Designer Receptors Exclusively Activated by Designer Drugs (DREADDs) are chemogenetic tools commonly-used to manipulate brain activity. The most widely-used synthetic DREADD ligand, clozapine-N-oxide (CNO), is back-metabolized to clozapine which can itself activate endogenous receptors. Studies in non-DREADD-expressing rodents suggest CNO or a DREADD agonist that lacks active metabolites, such as Compound 21 (C21), change rodent behavior (e.g. decrease locomotion), but chronic injection of CNO does not change locomotion. However, it is unknown if chronic CNO changes behaviors relevant to locomotion, exploration, anxiety, and depression, or if chronic C21 changes any aspect of mouse behavior. Here non-DREADD-expressing mice received i.p. Vehicle (Veh), CNO, or C21 (1 mg/kg) 5 days/week for 16 weeks and behaviors were assessed over time. Veh, CNO, and C21 mice had similar weight gain over the 16-week-experiment. During the 3rd injection week, CNO and C21 mice explored more than Veh mice in a novel context and had more open field center entries; however, groups were similar in other measures of locomotion and anxiety. During the 14th-16th injection weeks, Veh, CNO, and C21 mice had similar locomotion and anxiety-like behaviors. We interpret these data as showing chronic Veh, CNO, and C21 injections given to male non-DREADD-expressing mice largely lack behavioral effects. These data may be helpful for behavioral neuroscientists when study design requires repeated injection of these DREADD agonists.

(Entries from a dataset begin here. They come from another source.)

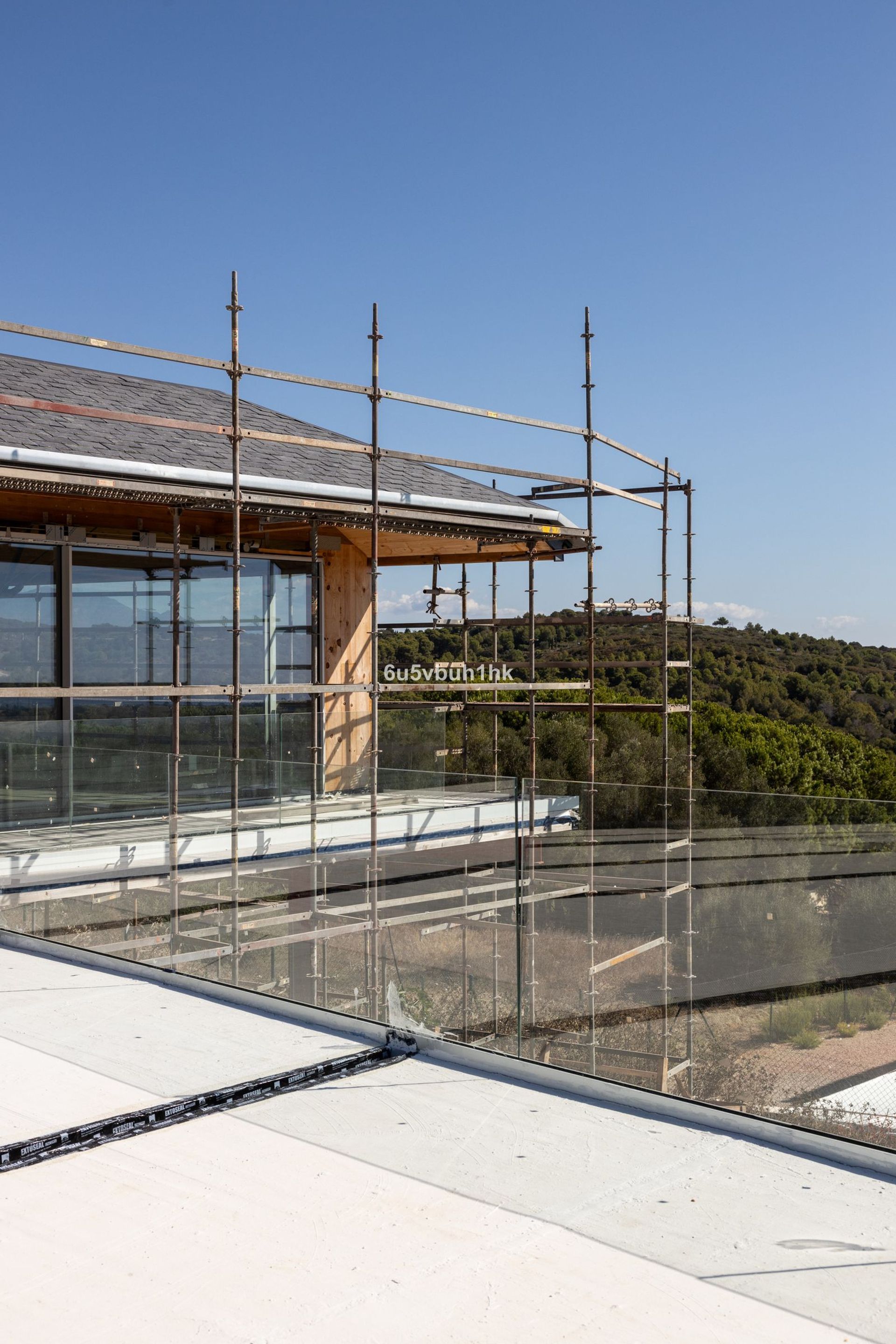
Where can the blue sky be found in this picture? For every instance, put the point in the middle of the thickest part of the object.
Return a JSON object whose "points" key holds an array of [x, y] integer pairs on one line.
{"points": [[715, 181]]}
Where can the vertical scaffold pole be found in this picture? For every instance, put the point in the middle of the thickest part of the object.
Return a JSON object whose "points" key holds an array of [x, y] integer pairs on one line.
{"points": [[531, 827], [316, 753], [690, 931], [665, 758], [234, 308], [465, 655], [174, 801], [495, 663], [375, 662], [590, 801]]}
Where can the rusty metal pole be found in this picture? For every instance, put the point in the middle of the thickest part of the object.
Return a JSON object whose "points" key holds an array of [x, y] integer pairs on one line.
{"points": [[590, 808], [532, 772], [665, 758], [465, 655], [495, 663], [690, 931], [375, 660], [316, 675], [234, 308], [174, 800]]}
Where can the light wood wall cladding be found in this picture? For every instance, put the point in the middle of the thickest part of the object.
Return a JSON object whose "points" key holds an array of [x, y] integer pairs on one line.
{"points": [[347, 658]]}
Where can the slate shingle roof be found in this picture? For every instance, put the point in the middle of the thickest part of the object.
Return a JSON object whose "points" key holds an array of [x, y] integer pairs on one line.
{"points": [[60, 433]]}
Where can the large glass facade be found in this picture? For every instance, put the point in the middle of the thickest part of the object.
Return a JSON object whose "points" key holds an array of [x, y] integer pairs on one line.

由设计药物（DREADDs）独家激活的设计受体是通常用于操纵大脑活动的化学生成工具。最广泛使用的合成DREADD配体氯氮平-N-氧化物（CNO）被逆代谢为氯氮平，氯氮平本身可以激活内源性受体。对未表达DREADD的啮齿动物的研究表明，CNO或缺乏活性代谢产物（例如化合物21（C21））的DREADD激动剂会改变啮齿动物的行为（例如，降低运动能力），但长期注射CNO不会改变运动能力。但是，尚不清楚慢性CNO是否改变与运动，探查，焦虑和抑郁有关的行为，或者慢性C21是否改变小鼠行为的任何方面。在这里，未表达DREADD的小鼠每周5天接受ip媒介物（Veh），CNO或C21（1 mg / kg），共16周，并随时间评估其行为。薇，CNO，在16周的实验中，C21和C21小鼠的体重增加相似。在注射的第3周中，CNO和C21小鼠在新颖的背景下比Veh小鼠进行了更多探索，并且有更多的空地中心条目；但是，在其他运动和焦虑量度上，组别相似。在第14-16周的注射周中，Veh，CNO和C21小鼠具有相似的运动和焦虑样行为。我们将这些数据解释为显示，对不表达DREADD的雄性小鼠进行慢性Veh，CNO和C21注射在很大程度上缺乏行为影响。当研究设计要求重复注射这些DREADD激动剂时，这些数据可能对行为神经科学家有用。但是，在其他运动和焦虑量度上，组别相似。在第14-16周的注射周中，Veh，CNO和C21小鼠具有相似的运动和焦虑样行为。我们将这些数据解释为显示，对不表达DREADD的雄性小鼠进行慢性Veh，CNO和C21注射在很大程度上缺乏行为影响。当研究设计要求重复注射这些DREADD激动剂时，这些数据可能对行为神经科学家有用。但是，在其他运动和焦虑量度上，组别相似。在第14-16周的注射周中，Veh，CNO和C21小鼠具有相似的运动和焦虑样行为。我们将这些数据解释为显示，对不表达DREADD的雄性小鼠进行慢性Veh，CNO和C21注射在很大程度上缺乏行为影响。当研究设计要求重复注射这些DREADD激动剂时，这些数据可能对行为神经科学家有用。